How do you use and rotate the key?
Read it from the environment — never inline the sk-… string:
export OPENAI_API_KEY="sk-..."
import OpenAI from "openai";
const client = new OpenAI(); // reads process.env.OPENAI_API_KEY
const res = await client.chat.completions.create({
model: "gpt-4o-mini",
messages: [{ role: "user", content: "ping" }],
});
When you rotate, create the new key first, deploy it, then revoke the old one — never revoke before the replacement is live, or you'll 401 production. That make-before-break order is the whole idea behind rotating API keys without breaking production.
How does Ringtail create the key for you?
Once you've connected your OpenAI account to Ringtail one time, Ringtail mints the scoped key for you by driving OpenAI's official API — assigning it to the right project with restricted permissions — so you never hand-copy an sk-… string again. Ringtail reads OPENAI_API_KEY from your .env.example, calls OpenAI's official API to create a project-scoped key, validates it with a cheap test call, and writes the value into .env.local and your Infisical.
It's value-free: the sk-… value is returned by OpenAI's API straight into your local files. Your coding agent decides which project and permissions to request, but never sees the secret string. Install it once:
curl -fsSL ringtail.sh | sh
ringtail up
Ringtail uses official provider APIs only — never a browser bot with your OpenAI login. For provisioning every key in a project this way, see how to stop juggling 15 API keys on every new project.
FAQ
Where do I get my OpenAI API key?
Sign in at platform.openai.com, select the project the key belongs to, open API keys, and click Create new secret key. OpenAI shows the full sk-… value only once, at creation — after that the list shows the name, project, and last-used date but never the secret again.

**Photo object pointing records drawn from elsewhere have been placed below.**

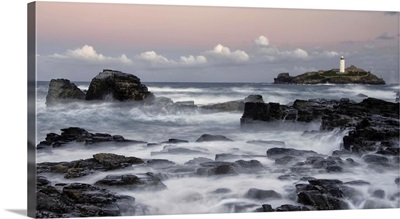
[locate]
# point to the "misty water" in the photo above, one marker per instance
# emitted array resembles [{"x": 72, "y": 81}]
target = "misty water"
[{"x": 189, "y": 193}]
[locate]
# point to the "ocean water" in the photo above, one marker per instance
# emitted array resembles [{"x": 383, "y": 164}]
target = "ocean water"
[{"x": 159, "y": 122}]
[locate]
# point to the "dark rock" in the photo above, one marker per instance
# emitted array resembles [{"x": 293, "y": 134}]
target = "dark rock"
[
  {"x": 379, "y": 194},
  {"x": 221, "y": 191},
  {"x": 334, "y": 169},
  {"x": 147, "y": 182},
  {"x": 285, "y": 160},
  {"x": 292, "y": 208},
  {"x": 323, "y": 194},
  {"x": 82, "y": 200},
  {"x": 78, "y": 168},
  {"x": 198, "y": 160},
  {"x": 175, "y": 141},
  {"x": 274, "y": 153},
  {"x": 208, "y": 137},
  {"x": 61, "y": 91},
  {"x": 76, "y": 134},
  {"x": 254, "y": 98},
  {"x": 357, "y": 183},
  {"x": 115, "y": 85},
  {"x": 160, "y": 163},
  {"x": 372, "y": 158},
  {"x": 262, "y": 194},
  {"x": 267, "y": 143}
]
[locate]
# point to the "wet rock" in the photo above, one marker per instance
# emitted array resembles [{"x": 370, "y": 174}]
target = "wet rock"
[
  {"x": 267, "y": 143},
  {"x": 198, "y": 160},
  {"x": 372, "y": 158},
  {"x": 208, "y": 137},
  {"x": 76, "y": 134},
  {"x": 221, "y": 191},
  {"x": 175, "y": 141},
  {"x": 274, "y": 153},
  {"x": 146, "y": 182},
  {"x": 259, "y": 194},
  {"x": 63, "y": 91},
  {"x": 379, "y": 194},
  {"x": 115, "y": 85},
  {"x": 357, "y": 183},
  {"x": 78, "y": 168},
  {"x": 323, "y": 194},
  {"x": 292, "y": 208},
  {"x": 82, "y": 200}
]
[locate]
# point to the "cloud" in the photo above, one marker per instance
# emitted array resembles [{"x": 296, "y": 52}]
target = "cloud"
[
  {"x": 153, "y": 58},
  {"x": 88, "y": 53},
  {"x": 191, "y": 60},
  {"x": 222, "y": 53},
  {"x": 261, "y": 41},
  {"x": 385, "y": 36}
]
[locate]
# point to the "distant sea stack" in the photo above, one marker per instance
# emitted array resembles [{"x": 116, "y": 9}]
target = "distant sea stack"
[
  {"x": 115, "y": 85},
  {"x": 349, "y": 75}
]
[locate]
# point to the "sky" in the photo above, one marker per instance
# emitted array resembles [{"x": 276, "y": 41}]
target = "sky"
[{"x": 161, "y": 43}]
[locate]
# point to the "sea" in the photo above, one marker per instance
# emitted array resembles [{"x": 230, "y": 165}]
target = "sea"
[{"x": 191, "y": 194}]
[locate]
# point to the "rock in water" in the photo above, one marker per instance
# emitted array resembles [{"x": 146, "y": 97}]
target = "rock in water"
[
  {"x": 115, "y": 85},
  {"x": 62, "y": 90}
]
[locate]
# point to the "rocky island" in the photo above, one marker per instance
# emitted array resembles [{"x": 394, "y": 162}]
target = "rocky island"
[{"x": 351, "y": 75}]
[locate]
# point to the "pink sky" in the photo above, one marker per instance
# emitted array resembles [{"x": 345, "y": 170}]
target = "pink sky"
[{"x": 203, "y": 27}]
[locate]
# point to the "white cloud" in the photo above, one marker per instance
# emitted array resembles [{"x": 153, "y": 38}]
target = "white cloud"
[
  {"x": 222, "y": 53},
  {"x": 153, "y": 58},
  {"x": 261, "y": 41},
  {"x": 191, "y": 60},
  {"x": 88, "y": 53}
]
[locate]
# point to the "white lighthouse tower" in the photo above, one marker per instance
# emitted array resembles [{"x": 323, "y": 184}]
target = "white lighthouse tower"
[{"x": 342, "y": 66}]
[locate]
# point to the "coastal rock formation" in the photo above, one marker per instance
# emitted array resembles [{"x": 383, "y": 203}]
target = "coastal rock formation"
[
  {"x": 115, "y": 85},
  {"x": 374, "y": 124},
  {"x": 81, "y": 200},
  {"x": 353, "y": 75},
  {"x": 76, "y": 134},
  {"x": 62, "y": 90}
]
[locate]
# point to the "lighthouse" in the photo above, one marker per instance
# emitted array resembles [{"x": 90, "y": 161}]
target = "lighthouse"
[{"x": 342, "y": 66}]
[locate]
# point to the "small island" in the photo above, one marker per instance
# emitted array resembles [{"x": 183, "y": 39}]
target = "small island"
[{"x": 349, "y": 75}]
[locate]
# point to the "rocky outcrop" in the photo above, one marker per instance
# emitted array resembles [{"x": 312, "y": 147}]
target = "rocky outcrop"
[
  {"x": 79, "y": 168},
  {"x": 62, "y": 91},
  {"x": 209, "y": 137},
  {"x": 353, "y": 75},
  {"x": 76, "y": 134},
  {"x": 373, "y": 123},
  {"x": 116, "y": 85},
  {"x": 82, "y": 200}
]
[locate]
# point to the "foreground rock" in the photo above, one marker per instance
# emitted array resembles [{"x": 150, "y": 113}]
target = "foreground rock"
[
  {"x": 76, "y": 134},
  {"x": 116, "y": 85},
  {"x": 324, "y": 194},
  {"x": 79, "y": 168},
  {"x": 82, "y": 200},
  {"x": 374, "y": 123},
  {"x": 144, "y": 182},
  {"x": 61, "y": 91}
]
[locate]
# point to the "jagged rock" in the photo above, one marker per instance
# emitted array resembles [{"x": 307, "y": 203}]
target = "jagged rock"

If you lose the value, revoke that key and create a new one.
How do I make an OpenAI key that can't run up a huge bill?
Assign the key to a single project, set its Permissions to Restricted with only the endpoints you use, and set a monthly usage limit under the project's Limits. The usage limit is the key safeguard: even if the key leaks, spend is capped at your ceiling instead of running unbounded. Project isolation and restricted permissions further shrink what a leaked key can reach.
What are restricted permissions on an OpenAI key?
Restricted permissions let you enable only specific endpoint categories on a key — for example, model capabilities for chat and completions — instead of granting access to your whole account. A restricted key that can only call model endpoints can't manage billing, fine-tunes, or other account resources, so a leak has a small blast radius. Choose Restricted over All unless your app genuinely needs every endpoint.
Can Ringtail create an OpenAI key without me copying it by hand?
Yes. After you connect your OpenAI account to Ringtail once, Ringtail calls OpenAI's official API to create a project-scoped, restricted key for each project, validates it, and writes it to .env.local and Infisical — value-free, so the key never reaches your coding agent. It uses the official API only, never browser automation.